In Palm Beach County, Florida, all topless dancers are required to register with county officials and obtain an Adult Entertainment Work Identification Card (AEIC), at the cost of $75 per year. The regulation is ridiculous for a lot of reasons, but at least applicants—many of whom are paid exclusively in cash—were able to pay the government-ID fee with cash, too, making things a little more convenient and a little less privacy-invading. But not anymore, thanks to the alleged actions of one sticky-fingered government employee.

"She would just take the cash and not record it in the logs and then we also found that she was altering some of the logs and records," said John Carey, Palm Beach County Inspector General.

The "she" here is Anita Pedemey, 54, who had been employed with Palm Beach County for more than 20 years. Since 2013, Pedemy was an administrative assistant with the county Public Safety Department. According to the Office of the Inspector General (OIG) for Palm Beach County, Pedemy "diverted" at least $28,875 (and possibly an additional $3,305) from county coffers between October 2013 and mid-November 2016. The money came from both adult-entertainer fees—approximately 70 percent of which were paid in cash—and court-ordered payments intended for a crime Victims Services Fund.

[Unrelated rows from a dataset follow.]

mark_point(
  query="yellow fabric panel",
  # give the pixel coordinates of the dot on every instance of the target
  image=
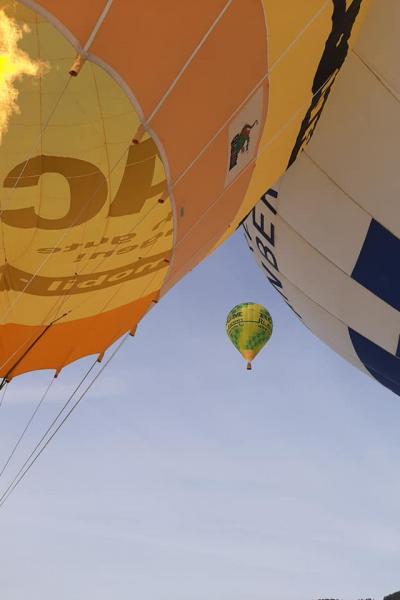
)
(83, 212)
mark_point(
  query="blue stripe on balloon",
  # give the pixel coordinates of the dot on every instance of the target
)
(382, 365)
(378, 265)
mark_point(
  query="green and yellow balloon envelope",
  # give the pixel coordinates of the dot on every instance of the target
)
(249, 327)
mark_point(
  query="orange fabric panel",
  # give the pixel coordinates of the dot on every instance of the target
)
(78, 16)
(207, 231)
(148, 41)
(65, 342)
(227, 68)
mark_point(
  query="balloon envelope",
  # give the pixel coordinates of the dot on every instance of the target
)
(327, 235)
(249, 327)
(117, 181)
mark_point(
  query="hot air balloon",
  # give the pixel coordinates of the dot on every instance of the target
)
(327, 235)
(135, 137)
(249, 327)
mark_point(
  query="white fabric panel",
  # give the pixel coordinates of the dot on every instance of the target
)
(378, 43)
(357, 142)
(322, 214)
(328, 286)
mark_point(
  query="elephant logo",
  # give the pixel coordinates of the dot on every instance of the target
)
(240, 143)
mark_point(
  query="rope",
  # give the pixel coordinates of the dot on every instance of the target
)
(22, 435)
(32, 453)
(3, 394)
(26, 467)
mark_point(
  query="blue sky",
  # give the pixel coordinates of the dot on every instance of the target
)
(184, 477)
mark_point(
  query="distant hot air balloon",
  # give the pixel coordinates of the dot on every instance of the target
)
(135, 137)
(327, 235)
(249, 327)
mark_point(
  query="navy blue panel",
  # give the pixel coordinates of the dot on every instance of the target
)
(381, 364)
(378, 266)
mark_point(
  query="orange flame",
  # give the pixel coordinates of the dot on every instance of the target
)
(14, 64)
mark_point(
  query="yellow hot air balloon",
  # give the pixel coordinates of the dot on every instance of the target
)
(131, 137)
(249, 327)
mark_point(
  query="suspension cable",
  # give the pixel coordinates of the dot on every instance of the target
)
(22, 435)
(3, 394)
(27, 465)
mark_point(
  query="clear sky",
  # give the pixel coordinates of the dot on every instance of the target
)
(184, 477)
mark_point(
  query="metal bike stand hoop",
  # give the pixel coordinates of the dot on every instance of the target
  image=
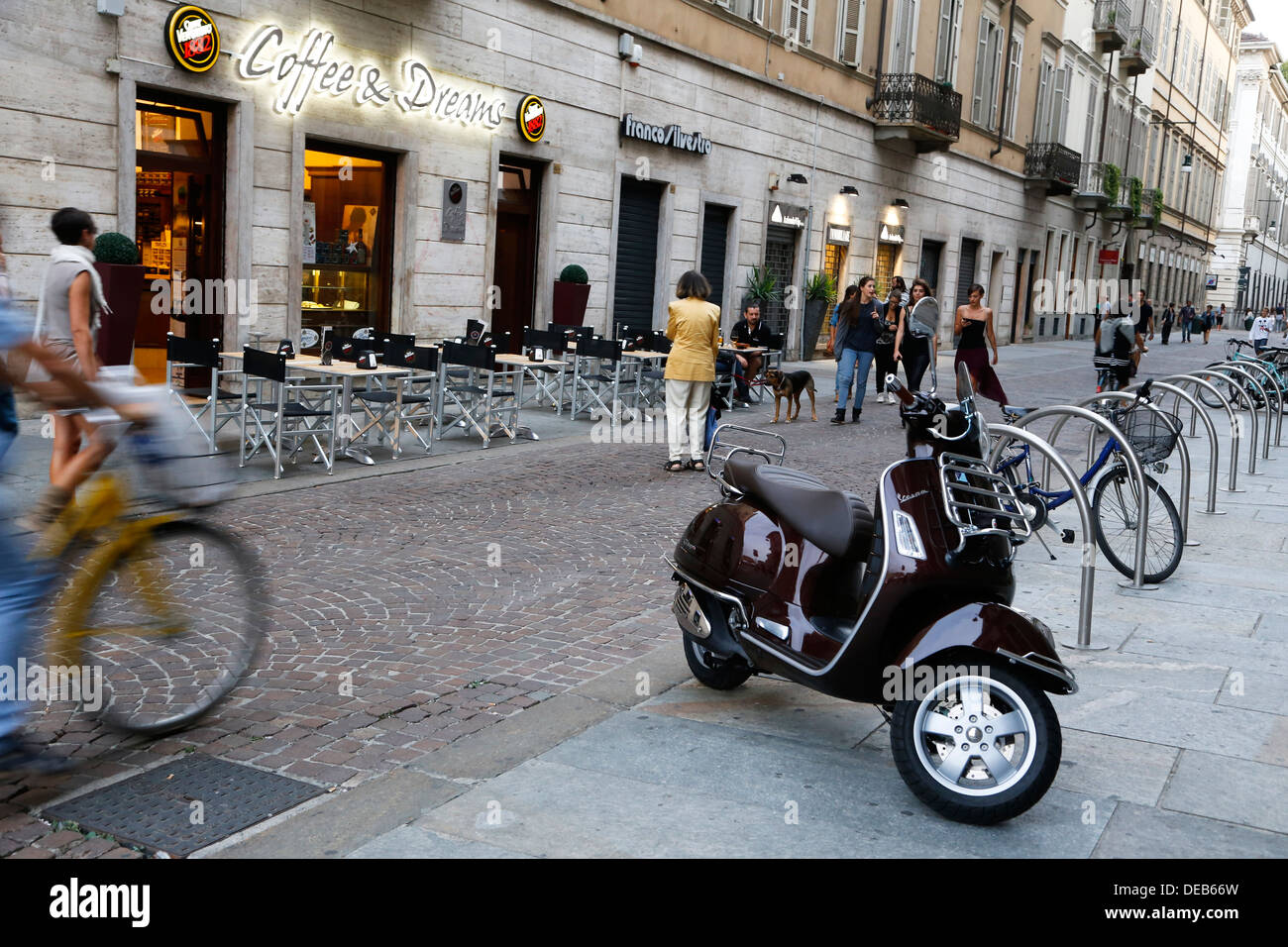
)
(1005, 433)
(1063, 412)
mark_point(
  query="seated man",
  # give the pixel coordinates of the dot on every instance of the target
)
(750, 331)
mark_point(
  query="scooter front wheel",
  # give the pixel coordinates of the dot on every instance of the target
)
(978, 748)
(716, 672)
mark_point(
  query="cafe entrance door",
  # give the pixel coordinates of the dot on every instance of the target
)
(514, 265)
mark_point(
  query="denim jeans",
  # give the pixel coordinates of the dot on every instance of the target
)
(845, 375)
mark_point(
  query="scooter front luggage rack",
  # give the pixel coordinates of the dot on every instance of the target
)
(977, 499)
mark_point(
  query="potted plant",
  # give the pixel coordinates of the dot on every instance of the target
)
(819, 295)
(117, 263)
(572, 291)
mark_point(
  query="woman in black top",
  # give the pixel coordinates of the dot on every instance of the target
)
(855, 342)
(889, 329)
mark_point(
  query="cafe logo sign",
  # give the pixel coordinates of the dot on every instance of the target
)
(670, 136)
(531, 119)
(313, 69)
(192, 38)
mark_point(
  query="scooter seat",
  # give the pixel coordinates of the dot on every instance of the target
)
(835, 521)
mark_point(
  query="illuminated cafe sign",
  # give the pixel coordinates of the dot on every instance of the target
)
(670, 136)
(312, 69)
(787, 215)
(890, 234)
(192, 38)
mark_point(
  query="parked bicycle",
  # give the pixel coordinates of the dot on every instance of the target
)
(1115, 497)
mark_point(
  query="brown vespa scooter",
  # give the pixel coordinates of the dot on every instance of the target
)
(907, 607)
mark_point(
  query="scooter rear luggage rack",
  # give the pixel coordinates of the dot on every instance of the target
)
(965, 479)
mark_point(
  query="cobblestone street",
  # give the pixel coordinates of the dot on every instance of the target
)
(451, 598)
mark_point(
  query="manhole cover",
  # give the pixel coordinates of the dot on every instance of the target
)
(184, 805)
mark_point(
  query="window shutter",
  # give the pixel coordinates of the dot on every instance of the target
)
(977, 110)
(851, 26)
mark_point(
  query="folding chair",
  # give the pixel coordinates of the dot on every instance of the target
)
(410, 402)
(218, 405)
(294, 414)
(477, 405)
(597, 371)
(542, 375)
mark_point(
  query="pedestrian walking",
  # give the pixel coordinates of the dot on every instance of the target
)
(975, 325)
(694, 328)
(889, 331)
(915, 342)
(850, 292)
(1260, 333)
(854, 339)
(67, 318)
(1168, 318)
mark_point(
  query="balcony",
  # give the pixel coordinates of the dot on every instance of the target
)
(1051, 167)
(1137, 54)
(1111, 25)
(913, 108)
(1090, 193)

Pedemey was one of several staffers responsible for processing these applications and payments and passing on relevant paperwork and funds. Instead, Pedemey would often pocket cash payments, according to OIG's investigation. Pedemey herself confessed as much to her boss, Palm Beach County Director of Public Safety Stephanie Sejnoha, at the start of the investigation, although the amount she admitted to taking is less than what OIG believes to be the actual amount.

After taking the cash, Pedemey "was deleting the record and shredding the files," said Sejnoha.

Emails from this time period show Pedemey requesting contact info for local strip clubs and emailing them reminders about the licensing requirements. By way of explanation, she told a colleague that it had "been very slow" at the adult-entertainer ID processing desk.

The OIG investigation revealed how Pedemey would alter daily-activity reports to omit records associated with missing money before she submitted the paperwork to accounting. Because she manipulated reports but left the underlying database unaltered, the county still received records of adult-entertainment ID applications even if accounting never received their payments, which means that at least most applicants whose money was taken were still legitimately registered with the county.

At least, as far as OIG can tell. Once an ID applicant is entered into the database, any changes are automatically tracked by system software and reported in a master Daily Payment Activity report; checking these reports against those Pedemey submitted to accounting allowed OIG to get at the scope of the missing money. But ID cards can be printed and issued without ever saving the transaction in the AEID database, according to Benjamin Perez, the county's ISS Systems Integrator. This means that it's possible Pedemey printed cards for people and collected their money without ever entering them into the system, a possibility backed up by surveillance footage OIG reviewed. "We believe Ms. Pedemey's diversions of funds may be much greater than what can be determined by the review of [Public Safety Department] records alone," OIG reported.

Going forward, people applying for adult-entertainment permits will be required to pay the fee with a credit card or money order instead of cash, Sejnoha said.

Demanding strippers be licensed in the first place is a problem, though. There's no legitimate public-safety or consumer-protection element to the requirement—strip club patrons don't care if the woman wriggling on their laps is properly permitted. Government officials have portrayed the measure as a means to stop human trafficking and the exploitation of minors, but that's ludicrous; anyone willing to force someone else into sex or labor and circumvent much more serious rules with regard to age limits isn't going to suddenly take pause over an occupational licensing rule they'll have to skirt. The only ones truly affected are sex workers and adult-business owners. Not only does the regulation drive up their costs (and close off legal dancing to those just passing through town), it gives Palm Beach regulators a database of anyone who's ever taken their clothes off for money locally—leaving these records open to FOIA requests or hackers—and gives cops a pretense to check clubs at random to make sure there aren't any unlicensed dancers. Those found to be dancing without a license can be arrested on a misdemeanor criminal charge.